Lower arrivals lift Indian mustard seed prices as crushers step up buying
Indian mustard seed prices edge higher on reduced arrivals and steady crusher demand. Short-term outlook steady to firm, linked to edible oil trends.
Prices & Recent Moves
Recent indicative export offers from New Delhi confirm a modest but broad-based uptick in mustard seed values over late May and early June 2026. Yellow, bold sortex mustard is now offered around EUR 1.00/kg FOB, while brown, bold sortex is near EUR 0.72/kg FOB, both slightly above levels seen in mid‑May. FCA prices show a similar pattern, reflecting stronger ex‑warehouse demand and some tightening in spot availability as arrivals ease.
Supply & Demand Drivers
Arrivals of mustard seed into key producing and trading centres have declined, easing selling pressure from farmers and stockists. With oil mills buying in line with immediate crushing requirements rather than aggressively forward-covering, the market is better balanced: enough demand to support prices, but not enough to trigger a sharp spike. Improved buying interest in mustard oil is reinforcing this floor, as crushers find better crush margins relative to some alternative oils.
By contrast, rajma (kidney beans) remains under clear pressure as end‑user demand is slow and inventories are adequate for current needs. This divergence highlights that the firmness in mustard is primarily a function of tighter seed availability and healthy industrial demand, rather than a broad‑based rally across all agri commodities. For mustard, the key risk on the downside would be a renewed increase in arrivals or a sharp drop in oil demand; at present, neither is clearly visible.
Fundamentals & External Influences
The edible oil complex remains closely interconnected: movements in international palm oil and soybean oil, as well as domestic consumption trends, continue to influence mustard seed and oil pricing. Current firmness in soya oil, with buyers covering at relatively low levels, adds indirect support to mustard by underpinning overall vegetable oil values. As long as global veg‑oil benchmarks avoid a deep correction, Indian mustard seed is likely to retain a firm undertone.

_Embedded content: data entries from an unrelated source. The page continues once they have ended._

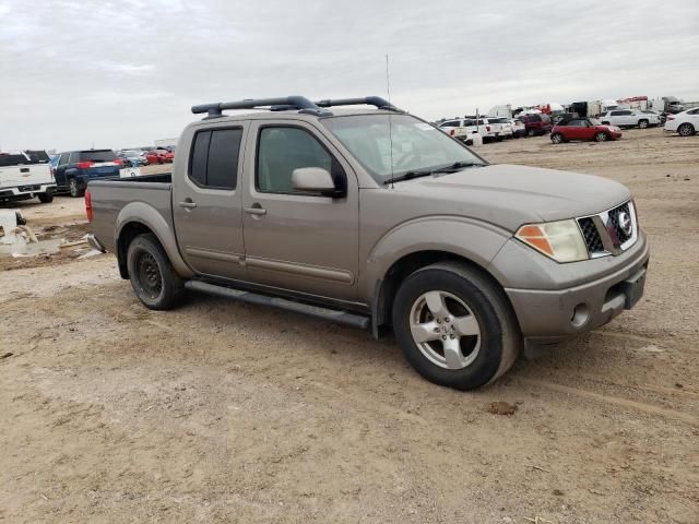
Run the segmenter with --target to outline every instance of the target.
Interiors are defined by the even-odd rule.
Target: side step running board
[[[259,295],[257,293],[232,289],[229,287],[217,286],[208,282],[188,281],[185,283],[185,287],[192,291],[206,293],[209,295],[230,298],[233,300],[254,303],[258,306],[271,306],[273,308],[308,314],[310,317],[316,317],[317,319],[323,319],[331,322],[336,322],[339,324],[351,325],[353,327],[359,327],[362,330],[368,330],[371,323],[368,317],[362,317],[359,314],[350,313],[347,311],[322,308],[318,306],[307,306],[305,303],[286,300],[284,298],[268,297],[266,295]]]

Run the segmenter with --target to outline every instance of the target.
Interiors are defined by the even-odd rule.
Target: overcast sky
[[[699,99],[699,1],[0,0],[0,147],[149,145],[193,104]]]

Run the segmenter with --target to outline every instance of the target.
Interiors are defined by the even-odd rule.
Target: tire
[[[54,202],[54,190],[47,189],[45,193],[39,193],[38,198],[39,202],[42,202],[43,204],[49,204]]]
[[[78,180],[75,180],[74,178],[71,178],[68,182],[68,190],[70,191],[70,195],[73,199],[85,194],[85,188],[81,188],[80,186],[78,186]]]
[[[139,235],[131,241],[127,267],[133,291],[146,308],[166,310],[182,301],[185,283],[152,233]]]
[[[435,313],[440,309],[445,317],[438,322]],[[393,331],[405,359],[419,374],[464,391],[505,373],[522,346],[503,291],[479,271],[454,262],[433,264],[405,278],[393,301]],[[449,359],[445,344],[451,345]]]

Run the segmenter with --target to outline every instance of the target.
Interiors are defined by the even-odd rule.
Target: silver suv
[[[377,109],[337,109],[358,105]],[[619,183],[489,165],[378,97],[192,110],[208,117],[171,175],[85,194],[91,242],[147,308],[190,290],[392,330],[420,374],[466,390],[643,293],[649,246]]]

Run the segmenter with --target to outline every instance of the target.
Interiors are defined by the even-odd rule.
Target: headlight
[[[574,219],[529,224],[514,237],[556,262],[587,260],[588,248]]]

Structurally, crushers are buying according to near‑term requirements, which keeps the market orderly but sensitive to any further tightening in arrivals. If farmer selling slows seasonally or weather uncertainties emerge in the next sowing cycle, nearby positions could attract additional risk premium. For now, fundamentals point to a gently supportive backdrop rather than a runaway bull market.
Short-Term Outlook & Strategy
Market sources expect edible oils, including mustard, to trade in a steady‑to‑firm band as long as arrivals stay lower and crushing demand continues at the current pace. Absent a shock from global veg‑oil prices, the directional bias for mustard seed over the coming days remains mildly upward, especially for higher‑quality sortex lots in New Delhi. Volatility should stay moderate, with dips likely to attract buying from crushers and exporters.
Trading & Procurement Recommendations
- Crushers and refiners: Consider maintaining or slightly increasing nearby coverage while arrivals are seasonally lower and prices are only modestly above mid‑May levels. Use any small dips to extend coverage rather than chase sharp rallies.
- Exporters: For FOB New Delhi cargoes, aim to lock in sales on price strength near current levels for yellow bold and micro sorts, as buyer interest remains solid and basis levels are supported by tighter supply.
- Importers/end‑users abroad: With Indian mustard seed still competitively priced in EUR terms, modest forward purchases for the next 1–2 months may be prudent, while keeping some flexibility to respond to moves in global palm and soybean oil.
3-Day Indicative Direction (New Delhi)
- Mustard seeds, yellow, bold, sortex (FOB, EUR/kg): around 1.00; bias: steady to slightly firmer.
- Mustard seeds, yellow, micro, sortex (FOB, EUR/kg): around 0.90; bias: steady to slightly firmer.
- Mustard seeds, brown, bold & micro, sortex (FOB, EUR/kg): around 0.72–0.81; bias: firm within a narrow range.